When deportations create more jobs for black workers

This is a strange story out of Chicago which popped last week and really deserves a closer look by everyone. A bakery on the Northwest Side of the Windy City was sold off recently, starting a firestorm of controversy in the community. The Cloverhill Bakery, operating at three different locations, was a major supplier of snack cakes and related baked goods for Little Debbie, but that customer “walked away” after the bakery could no longer fulfill their orders. The reason? ICE had conducted an audit and found that more than 800 primarily Hispanic workers, many employed through a temp agency, were in the country illegally or otherwise using stolen or forged identification. The workers who didn’t immediately take off on their own had to be let go and production plummeted.

Sounds like a disaster, right? But it gets more complicated. Hostess is in the process of buying the bakeries and hiring new workers. Given the location and employment requirements, nearly all of the new workers, largely coming from a different temp agency, are African-American. The complications come in with the fact that some activists are now painting this as some sort of racial confrontation which is being generated by the corporation. This article from the Chicago Sun-Times paints it in the worst possible terms, describing it as the black and Hispanic communities “being pitted against each other.” But if you read down into the details you’ll see that something remarkable has happened. (Emphasis added)

In 2015, under the Obama administration, ICE inspected the documentation of Labor Network’s employees at Cloverhill. In May 2017, the Trump administration sent letters to about 800 employees, saying they weren’t authorized to work in the United States, records examined by the Chicago Sun-Times show.

Those Hispanic employees didn’t return to work, leaving the bakery desperate to fill their jobs. So the company turned to another placement agency, Metro Staff Inc., and it provided Cloverhill with workers screened through the government’s “E-Verification” program. Most of those new employees are African American.

According to a former consultant to the bakery, MSI paid the black workers $14 an hour, versus the $10 an hour the Mexican workers were making through Labor Network.

The consultant, Felix Okwusa, says the bakery offered its remaining Hispanic workers a $1-an-hour premium to train the black replacement workers.

Despite efforts in the media and among community organizers to paint this as either some sort of “Trump hates immigrants” or divisive race war story, this may turn out to be a huge win for Chicago. First of all, this was an illegal immigration investigation started under Obama, so you can forget about the Trump line. What really counts is the results.

Once ICE sent out those letters, hundreds of illegal aliens knew that their number was up and simply disappeared. The agency who was placing all of them wasn’t following the rules and placing illegals in jobs, so they need to be investigated also. But the owners went through a different agency which uses E-Verify and replaced all of those workers with citizens.

Remember those previous stories about black unemployment dropping over the past year? This is a largely black community so guess who was getting all of those jobs? And they’re making four dollars an hour more than the positions previously paid because of the supply and demand rules of the labor market. Would anyone care to tell me how this is “a bad thing” when hundreds of new jobs with very modest skill and education requirements open up for African-American workers at wages well above the minimum?

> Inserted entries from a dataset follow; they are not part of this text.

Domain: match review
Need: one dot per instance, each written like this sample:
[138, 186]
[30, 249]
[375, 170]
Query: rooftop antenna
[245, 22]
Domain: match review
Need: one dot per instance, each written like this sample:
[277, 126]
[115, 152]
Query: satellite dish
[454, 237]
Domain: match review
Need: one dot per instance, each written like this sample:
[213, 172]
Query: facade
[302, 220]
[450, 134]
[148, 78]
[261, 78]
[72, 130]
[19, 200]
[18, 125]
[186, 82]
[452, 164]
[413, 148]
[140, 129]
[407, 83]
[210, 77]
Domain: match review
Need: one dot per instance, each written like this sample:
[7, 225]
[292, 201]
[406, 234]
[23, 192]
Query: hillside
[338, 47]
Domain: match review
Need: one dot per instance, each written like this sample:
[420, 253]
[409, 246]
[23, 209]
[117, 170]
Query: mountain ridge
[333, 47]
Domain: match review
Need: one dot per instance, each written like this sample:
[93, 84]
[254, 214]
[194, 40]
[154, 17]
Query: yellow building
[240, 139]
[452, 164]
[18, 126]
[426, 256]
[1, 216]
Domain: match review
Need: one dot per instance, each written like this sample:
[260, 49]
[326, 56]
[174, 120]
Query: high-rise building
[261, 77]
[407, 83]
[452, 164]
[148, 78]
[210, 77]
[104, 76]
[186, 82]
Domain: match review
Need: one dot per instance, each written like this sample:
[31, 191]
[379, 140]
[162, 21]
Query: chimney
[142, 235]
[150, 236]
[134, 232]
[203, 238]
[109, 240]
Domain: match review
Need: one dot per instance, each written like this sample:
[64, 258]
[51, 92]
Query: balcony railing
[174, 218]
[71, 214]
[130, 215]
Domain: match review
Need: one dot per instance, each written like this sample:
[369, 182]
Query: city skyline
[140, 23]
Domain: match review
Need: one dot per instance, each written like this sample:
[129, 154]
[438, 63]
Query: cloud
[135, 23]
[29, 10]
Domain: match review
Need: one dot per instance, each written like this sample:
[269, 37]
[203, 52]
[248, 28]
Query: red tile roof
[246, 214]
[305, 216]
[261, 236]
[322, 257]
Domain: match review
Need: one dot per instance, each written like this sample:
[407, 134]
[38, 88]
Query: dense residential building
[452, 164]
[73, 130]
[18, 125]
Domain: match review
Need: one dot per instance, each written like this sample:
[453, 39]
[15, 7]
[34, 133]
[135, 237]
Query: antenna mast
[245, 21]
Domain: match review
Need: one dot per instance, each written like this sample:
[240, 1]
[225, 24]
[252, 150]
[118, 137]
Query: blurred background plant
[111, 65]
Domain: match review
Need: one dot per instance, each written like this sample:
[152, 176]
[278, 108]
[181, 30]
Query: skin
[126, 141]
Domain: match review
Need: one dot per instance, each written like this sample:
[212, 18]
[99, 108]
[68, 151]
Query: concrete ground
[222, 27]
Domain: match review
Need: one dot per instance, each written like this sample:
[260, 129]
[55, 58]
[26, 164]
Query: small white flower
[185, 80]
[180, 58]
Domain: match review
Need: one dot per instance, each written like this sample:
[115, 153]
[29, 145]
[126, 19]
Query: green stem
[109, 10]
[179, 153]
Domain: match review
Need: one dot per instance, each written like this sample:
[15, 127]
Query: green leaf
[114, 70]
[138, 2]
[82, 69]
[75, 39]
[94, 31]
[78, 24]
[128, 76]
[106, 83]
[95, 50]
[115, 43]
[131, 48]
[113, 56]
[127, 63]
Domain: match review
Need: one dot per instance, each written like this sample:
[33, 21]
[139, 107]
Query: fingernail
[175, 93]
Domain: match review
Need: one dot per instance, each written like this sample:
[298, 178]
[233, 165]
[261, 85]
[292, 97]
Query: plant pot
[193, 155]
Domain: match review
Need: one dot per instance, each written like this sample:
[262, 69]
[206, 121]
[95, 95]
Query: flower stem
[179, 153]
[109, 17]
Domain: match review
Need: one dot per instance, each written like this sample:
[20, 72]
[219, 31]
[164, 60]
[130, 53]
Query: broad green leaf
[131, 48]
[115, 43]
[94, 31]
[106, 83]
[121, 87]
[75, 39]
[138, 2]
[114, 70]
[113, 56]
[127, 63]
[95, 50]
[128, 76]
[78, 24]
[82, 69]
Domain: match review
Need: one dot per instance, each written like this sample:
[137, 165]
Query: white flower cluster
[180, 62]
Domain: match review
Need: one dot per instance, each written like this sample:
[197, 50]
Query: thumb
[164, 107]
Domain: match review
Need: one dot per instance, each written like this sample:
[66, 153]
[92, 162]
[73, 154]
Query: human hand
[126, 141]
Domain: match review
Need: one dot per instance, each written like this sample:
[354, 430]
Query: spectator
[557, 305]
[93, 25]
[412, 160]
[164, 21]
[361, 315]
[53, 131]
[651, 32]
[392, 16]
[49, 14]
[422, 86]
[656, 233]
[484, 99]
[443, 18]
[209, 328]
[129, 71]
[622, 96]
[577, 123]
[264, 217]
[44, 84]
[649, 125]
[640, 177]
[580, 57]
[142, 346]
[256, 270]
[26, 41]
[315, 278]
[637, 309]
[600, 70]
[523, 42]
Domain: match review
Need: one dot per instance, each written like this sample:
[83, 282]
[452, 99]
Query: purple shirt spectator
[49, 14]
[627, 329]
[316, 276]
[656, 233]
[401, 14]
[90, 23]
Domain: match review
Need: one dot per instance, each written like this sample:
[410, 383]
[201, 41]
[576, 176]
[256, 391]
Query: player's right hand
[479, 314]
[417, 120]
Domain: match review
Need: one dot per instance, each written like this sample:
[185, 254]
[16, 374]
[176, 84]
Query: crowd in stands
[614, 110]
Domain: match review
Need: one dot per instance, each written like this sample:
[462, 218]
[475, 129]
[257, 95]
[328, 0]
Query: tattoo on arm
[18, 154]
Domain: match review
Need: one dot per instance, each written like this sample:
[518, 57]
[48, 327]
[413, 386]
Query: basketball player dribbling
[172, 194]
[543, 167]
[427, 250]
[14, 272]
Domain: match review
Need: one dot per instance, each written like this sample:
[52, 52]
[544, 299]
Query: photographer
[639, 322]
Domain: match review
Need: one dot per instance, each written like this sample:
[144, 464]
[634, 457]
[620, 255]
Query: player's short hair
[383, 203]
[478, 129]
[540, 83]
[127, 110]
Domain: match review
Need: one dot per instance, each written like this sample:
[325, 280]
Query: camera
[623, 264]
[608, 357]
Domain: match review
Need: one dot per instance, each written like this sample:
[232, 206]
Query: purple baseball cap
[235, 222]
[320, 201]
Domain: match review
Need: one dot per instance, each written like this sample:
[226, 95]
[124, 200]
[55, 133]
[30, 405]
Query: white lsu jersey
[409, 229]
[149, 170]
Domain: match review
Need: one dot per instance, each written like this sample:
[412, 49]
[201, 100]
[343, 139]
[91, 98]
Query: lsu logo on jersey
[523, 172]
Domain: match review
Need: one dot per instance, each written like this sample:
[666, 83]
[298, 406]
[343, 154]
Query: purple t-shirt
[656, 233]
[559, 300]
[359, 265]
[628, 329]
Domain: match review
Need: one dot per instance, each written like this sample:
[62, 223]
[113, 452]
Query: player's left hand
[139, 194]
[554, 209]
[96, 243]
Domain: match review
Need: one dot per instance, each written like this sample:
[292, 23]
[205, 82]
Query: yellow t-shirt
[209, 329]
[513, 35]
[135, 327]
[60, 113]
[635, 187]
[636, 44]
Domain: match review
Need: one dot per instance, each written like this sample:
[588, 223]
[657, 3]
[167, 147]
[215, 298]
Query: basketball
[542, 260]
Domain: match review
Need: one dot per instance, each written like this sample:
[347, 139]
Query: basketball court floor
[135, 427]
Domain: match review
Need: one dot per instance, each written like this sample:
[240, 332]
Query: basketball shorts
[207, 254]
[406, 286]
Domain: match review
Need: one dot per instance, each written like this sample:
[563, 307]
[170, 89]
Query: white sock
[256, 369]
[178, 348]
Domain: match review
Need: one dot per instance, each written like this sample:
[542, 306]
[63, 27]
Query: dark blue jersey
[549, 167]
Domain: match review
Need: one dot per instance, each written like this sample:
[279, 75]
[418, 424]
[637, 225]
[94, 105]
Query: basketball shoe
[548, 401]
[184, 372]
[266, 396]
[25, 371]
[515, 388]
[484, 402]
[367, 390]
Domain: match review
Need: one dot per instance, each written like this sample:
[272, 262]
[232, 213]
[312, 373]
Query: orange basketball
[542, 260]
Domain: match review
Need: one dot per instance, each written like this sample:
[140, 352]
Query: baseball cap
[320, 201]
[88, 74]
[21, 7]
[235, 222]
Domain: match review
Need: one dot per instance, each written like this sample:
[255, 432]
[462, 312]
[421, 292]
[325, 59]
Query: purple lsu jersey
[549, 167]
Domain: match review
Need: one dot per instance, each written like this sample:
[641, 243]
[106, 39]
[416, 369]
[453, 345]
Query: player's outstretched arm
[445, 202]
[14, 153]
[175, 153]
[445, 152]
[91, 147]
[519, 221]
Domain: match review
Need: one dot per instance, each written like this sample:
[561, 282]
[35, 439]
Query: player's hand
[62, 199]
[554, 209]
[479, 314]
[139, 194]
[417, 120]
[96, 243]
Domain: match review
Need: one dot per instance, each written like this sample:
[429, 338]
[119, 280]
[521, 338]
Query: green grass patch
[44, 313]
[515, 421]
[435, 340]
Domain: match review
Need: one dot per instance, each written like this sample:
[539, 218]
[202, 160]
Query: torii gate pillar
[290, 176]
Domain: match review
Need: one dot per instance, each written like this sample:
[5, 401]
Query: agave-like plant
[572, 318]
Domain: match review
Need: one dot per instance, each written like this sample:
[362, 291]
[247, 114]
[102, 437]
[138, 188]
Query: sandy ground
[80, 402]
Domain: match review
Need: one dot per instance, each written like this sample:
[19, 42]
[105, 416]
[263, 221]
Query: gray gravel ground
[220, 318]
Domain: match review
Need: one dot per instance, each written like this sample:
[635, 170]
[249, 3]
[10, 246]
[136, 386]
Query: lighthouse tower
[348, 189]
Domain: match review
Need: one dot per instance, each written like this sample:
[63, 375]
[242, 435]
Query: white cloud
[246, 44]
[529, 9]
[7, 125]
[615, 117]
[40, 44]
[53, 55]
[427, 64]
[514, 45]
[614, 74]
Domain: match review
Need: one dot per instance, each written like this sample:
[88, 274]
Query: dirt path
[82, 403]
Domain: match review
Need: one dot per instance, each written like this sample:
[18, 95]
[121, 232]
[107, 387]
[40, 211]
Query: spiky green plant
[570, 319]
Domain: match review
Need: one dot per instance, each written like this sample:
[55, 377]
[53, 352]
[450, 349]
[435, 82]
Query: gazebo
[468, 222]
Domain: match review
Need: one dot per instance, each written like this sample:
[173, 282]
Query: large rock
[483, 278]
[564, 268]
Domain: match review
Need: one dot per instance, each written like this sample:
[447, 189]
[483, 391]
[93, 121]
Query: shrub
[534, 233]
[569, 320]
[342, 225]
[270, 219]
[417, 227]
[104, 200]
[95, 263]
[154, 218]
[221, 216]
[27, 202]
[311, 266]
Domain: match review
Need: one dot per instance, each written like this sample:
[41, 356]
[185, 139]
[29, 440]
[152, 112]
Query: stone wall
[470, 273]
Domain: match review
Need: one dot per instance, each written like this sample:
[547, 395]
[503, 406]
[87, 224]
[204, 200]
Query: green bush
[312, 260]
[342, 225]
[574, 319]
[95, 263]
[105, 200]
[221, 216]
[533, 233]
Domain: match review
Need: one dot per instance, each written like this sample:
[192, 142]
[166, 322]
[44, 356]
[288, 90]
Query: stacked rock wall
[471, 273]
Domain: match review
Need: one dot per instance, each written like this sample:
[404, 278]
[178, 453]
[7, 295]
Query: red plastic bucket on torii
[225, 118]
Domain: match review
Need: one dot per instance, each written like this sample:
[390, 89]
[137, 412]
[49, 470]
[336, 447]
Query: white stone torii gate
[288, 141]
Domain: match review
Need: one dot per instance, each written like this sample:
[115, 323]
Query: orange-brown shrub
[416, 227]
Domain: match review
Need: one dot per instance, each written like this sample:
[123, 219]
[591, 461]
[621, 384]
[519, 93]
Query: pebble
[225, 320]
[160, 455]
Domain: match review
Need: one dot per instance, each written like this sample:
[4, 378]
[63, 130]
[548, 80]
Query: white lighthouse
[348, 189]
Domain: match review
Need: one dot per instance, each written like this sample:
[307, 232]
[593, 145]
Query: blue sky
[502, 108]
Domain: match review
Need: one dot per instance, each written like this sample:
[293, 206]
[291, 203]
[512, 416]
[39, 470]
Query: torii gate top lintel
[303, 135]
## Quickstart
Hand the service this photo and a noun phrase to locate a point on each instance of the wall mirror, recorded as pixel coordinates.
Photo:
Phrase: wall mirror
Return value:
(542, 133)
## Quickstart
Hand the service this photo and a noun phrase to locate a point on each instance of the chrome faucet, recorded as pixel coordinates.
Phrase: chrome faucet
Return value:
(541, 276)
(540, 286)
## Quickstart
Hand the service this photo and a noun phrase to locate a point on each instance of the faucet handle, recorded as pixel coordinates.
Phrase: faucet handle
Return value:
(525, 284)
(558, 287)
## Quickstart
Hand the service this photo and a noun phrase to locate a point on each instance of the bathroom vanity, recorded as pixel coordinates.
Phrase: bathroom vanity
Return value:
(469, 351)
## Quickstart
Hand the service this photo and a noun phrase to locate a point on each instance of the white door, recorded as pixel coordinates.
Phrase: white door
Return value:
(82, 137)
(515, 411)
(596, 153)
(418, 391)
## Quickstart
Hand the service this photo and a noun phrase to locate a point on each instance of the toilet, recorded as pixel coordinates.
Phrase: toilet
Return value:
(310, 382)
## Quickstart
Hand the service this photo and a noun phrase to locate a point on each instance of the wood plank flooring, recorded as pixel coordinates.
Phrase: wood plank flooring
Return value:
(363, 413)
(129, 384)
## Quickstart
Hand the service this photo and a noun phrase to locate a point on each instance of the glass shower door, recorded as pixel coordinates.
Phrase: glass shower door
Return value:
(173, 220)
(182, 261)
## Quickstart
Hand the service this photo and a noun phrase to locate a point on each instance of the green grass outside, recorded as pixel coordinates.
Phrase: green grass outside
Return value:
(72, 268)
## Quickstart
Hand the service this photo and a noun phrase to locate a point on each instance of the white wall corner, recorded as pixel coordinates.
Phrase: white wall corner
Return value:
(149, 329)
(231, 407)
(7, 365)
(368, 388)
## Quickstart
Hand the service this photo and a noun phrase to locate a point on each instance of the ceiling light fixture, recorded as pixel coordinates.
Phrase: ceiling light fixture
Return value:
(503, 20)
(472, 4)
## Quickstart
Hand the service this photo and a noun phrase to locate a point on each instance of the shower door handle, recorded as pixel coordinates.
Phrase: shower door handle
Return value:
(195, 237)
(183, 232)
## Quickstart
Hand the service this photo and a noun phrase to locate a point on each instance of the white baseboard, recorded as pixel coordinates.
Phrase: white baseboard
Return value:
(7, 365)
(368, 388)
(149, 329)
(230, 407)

The Sun-Times article goes on to air some complaints (which frankly sound totally racist to me) about how the turnover rate among the new workers is higher and how the “immigrants” were willing to do this work for less money. That’s an incredible complaint. They were working for less because they are in the country illegally. By hiring actual citizens, the company avoids breaking the law even if they’re forced to pay a bit more to fill all of those positions.

The tale of Cloverhill Bakery is being depicted as some sort of racial atrocity or deportation forces gone wild, but it’s actually a success story. We need more housecleaning operations such as this, not fewer.